My seven brothers and sisters testify to the reality that families come in all sizes, shapes and colors. We range in shades from straight coffee to cafe latte to cream.
My daughter’s mother is Japanese, and since birth my daughter has had two households. I understand how unusual this is in Japan, but for her it’s normal. That her mother and I do not live together is more of a logistical reality than the emotional handicap that some people might think. The important thing is that it works for us.
The reactions we get range from confusion to concern to censure. But the questions are the real gems.
“So, how does she eat?” Usually with her mouth.
“So what do you do when your wife is not there?” Same thing I did yesterday.
Twice my daughter and I went to Australia for three-month missionary training. (Yes, there is a God.) The first time, I toilet-trained her and the second time she learned to swim in the Indian Ocean. Just last summer she went to the United States by herself.

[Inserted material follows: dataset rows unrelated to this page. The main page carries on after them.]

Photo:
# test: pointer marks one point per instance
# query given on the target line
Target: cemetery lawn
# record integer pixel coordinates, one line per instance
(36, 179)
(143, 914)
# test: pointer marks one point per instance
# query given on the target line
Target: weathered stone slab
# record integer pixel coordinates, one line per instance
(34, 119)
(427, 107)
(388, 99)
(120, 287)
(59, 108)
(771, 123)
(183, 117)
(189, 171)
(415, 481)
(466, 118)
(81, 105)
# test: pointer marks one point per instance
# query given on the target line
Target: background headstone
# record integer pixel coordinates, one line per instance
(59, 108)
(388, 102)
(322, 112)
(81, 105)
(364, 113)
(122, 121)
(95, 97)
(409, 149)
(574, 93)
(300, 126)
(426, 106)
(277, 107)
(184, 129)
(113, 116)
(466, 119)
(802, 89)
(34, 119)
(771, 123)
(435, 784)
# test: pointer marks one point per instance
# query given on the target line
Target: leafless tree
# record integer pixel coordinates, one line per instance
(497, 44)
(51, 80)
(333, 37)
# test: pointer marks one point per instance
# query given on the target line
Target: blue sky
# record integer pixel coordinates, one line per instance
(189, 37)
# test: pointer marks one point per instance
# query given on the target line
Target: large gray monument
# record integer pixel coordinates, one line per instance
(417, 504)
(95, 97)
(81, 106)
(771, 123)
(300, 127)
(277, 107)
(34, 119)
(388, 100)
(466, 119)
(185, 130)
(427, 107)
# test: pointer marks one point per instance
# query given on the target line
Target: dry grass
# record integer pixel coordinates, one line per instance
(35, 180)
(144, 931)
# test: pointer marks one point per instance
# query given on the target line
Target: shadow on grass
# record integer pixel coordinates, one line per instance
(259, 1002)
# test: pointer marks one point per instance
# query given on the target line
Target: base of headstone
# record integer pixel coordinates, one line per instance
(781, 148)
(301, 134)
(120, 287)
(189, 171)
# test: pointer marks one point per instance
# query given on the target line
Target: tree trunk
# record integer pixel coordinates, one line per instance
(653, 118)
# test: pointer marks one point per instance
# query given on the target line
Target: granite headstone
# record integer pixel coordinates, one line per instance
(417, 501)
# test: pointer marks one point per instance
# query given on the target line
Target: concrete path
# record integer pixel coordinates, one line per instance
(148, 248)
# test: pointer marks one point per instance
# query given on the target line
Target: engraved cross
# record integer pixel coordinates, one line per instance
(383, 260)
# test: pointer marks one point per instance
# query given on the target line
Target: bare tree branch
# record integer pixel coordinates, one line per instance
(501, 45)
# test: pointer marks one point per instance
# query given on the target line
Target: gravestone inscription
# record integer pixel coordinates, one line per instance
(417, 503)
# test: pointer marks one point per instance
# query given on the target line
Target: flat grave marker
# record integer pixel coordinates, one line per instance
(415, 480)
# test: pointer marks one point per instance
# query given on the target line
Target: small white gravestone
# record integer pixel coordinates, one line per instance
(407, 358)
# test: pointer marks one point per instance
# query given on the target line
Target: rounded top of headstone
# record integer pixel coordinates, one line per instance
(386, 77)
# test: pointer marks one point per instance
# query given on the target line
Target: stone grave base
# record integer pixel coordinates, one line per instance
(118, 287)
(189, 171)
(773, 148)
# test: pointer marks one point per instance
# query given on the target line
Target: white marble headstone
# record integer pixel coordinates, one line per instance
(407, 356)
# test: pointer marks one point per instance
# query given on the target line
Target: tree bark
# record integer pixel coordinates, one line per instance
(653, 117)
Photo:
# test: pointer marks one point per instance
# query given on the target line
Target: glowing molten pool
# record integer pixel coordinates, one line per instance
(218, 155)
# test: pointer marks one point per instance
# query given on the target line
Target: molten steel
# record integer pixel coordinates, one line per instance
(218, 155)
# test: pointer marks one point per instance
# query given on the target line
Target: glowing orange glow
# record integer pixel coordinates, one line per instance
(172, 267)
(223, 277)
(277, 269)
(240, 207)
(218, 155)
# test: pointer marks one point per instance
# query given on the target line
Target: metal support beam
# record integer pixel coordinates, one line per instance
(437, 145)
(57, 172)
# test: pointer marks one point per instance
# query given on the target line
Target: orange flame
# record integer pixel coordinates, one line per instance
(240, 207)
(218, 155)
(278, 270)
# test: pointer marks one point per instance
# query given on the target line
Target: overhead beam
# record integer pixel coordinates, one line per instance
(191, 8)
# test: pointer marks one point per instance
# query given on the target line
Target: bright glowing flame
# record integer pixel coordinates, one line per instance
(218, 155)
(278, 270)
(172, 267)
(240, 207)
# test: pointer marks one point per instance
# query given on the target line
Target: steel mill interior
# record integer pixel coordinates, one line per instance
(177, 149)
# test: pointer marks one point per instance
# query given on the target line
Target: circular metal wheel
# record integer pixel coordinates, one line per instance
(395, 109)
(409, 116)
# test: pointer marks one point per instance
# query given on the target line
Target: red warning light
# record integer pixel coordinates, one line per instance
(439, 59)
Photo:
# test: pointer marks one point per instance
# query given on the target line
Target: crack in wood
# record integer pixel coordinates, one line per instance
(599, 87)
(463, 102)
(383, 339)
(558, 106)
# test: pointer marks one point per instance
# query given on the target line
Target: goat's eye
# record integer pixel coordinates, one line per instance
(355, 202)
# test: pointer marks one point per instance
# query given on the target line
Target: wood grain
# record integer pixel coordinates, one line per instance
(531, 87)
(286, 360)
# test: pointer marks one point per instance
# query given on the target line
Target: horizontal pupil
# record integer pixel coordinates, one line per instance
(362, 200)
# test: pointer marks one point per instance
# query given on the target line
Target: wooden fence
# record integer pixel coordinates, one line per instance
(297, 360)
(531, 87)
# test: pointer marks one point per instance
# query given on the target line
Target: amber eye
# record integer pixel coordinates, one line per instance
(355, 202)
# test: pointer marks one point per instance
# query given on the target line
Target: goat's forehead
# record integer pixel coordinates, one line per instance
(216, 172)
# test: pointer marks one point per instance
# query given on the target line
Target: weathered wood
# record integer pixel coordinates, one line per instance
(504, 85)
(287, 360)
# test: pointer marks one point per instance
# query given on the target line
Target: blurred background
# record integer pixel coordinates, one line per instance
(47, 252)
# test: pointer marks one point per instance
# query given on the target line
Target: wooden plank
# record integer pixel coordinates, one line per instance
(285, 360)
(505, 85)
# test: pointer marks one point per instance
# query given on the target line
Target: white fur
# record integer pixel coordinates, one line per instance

Oh, she is still very much a little girl. This spring she gave me this priceless explanation of why the plants were out of their pots: “But I just wanted to see how they ate and went to the bathroom, Daddy.” OK, Mary.
There are two kinds of people in the world: those who yell at small kids and those who are aghast at the idea. As the former can attest, the latter have never been a parent. I often consider parenting to be the most exhilarating and humiliating human experience. I have felt wonder, magic, shame and contrition all in the course of 24 hours. But this is the fate and joy of parenting, and I would not trade the ride for anything in the world. I love being a father.
As a single parent you don’t get to pass the baton. You are on your own. The parent-child relationship can be intense. When I lost it one night in Australia and Mary put on her coat “to go back to Japan,” I was the one who had to take a step back and make things better. When I fractured my arm, I gave baths and changed diapers with one hand.
While this does not necessarily make me a better parent, I feel it does set me apart from other fathers. Whereas they can ask their wife to do something, I am not afforded this luxury. And contrary to conventional wisdom, men are quite capable of handling household tasks. I know, because my daughter does not starve nor run around naked. Here’s another gem — “You cook and sew?” Not when the maid is around.
I doubt we look like your parents or family, but I assure you I am a parent and we are a family. This is not some part-time gig until something better comes along. I don’t have “my time with Mary” nor do I “play Daddy.” And least of all, my daughter does not need any sympathy, as anyone who has ever met her knows. Whether she becomes a full-blown terrorist is anyone’s guess. However, she has a mother and father who love her very much and she knows who these people are in her life. What she decides to do or become is up to her.
So families of all stripes and shapes, get up and shake your pride. Sing it like Sister Sledge, “We are family — all my brothers and sisters and me!”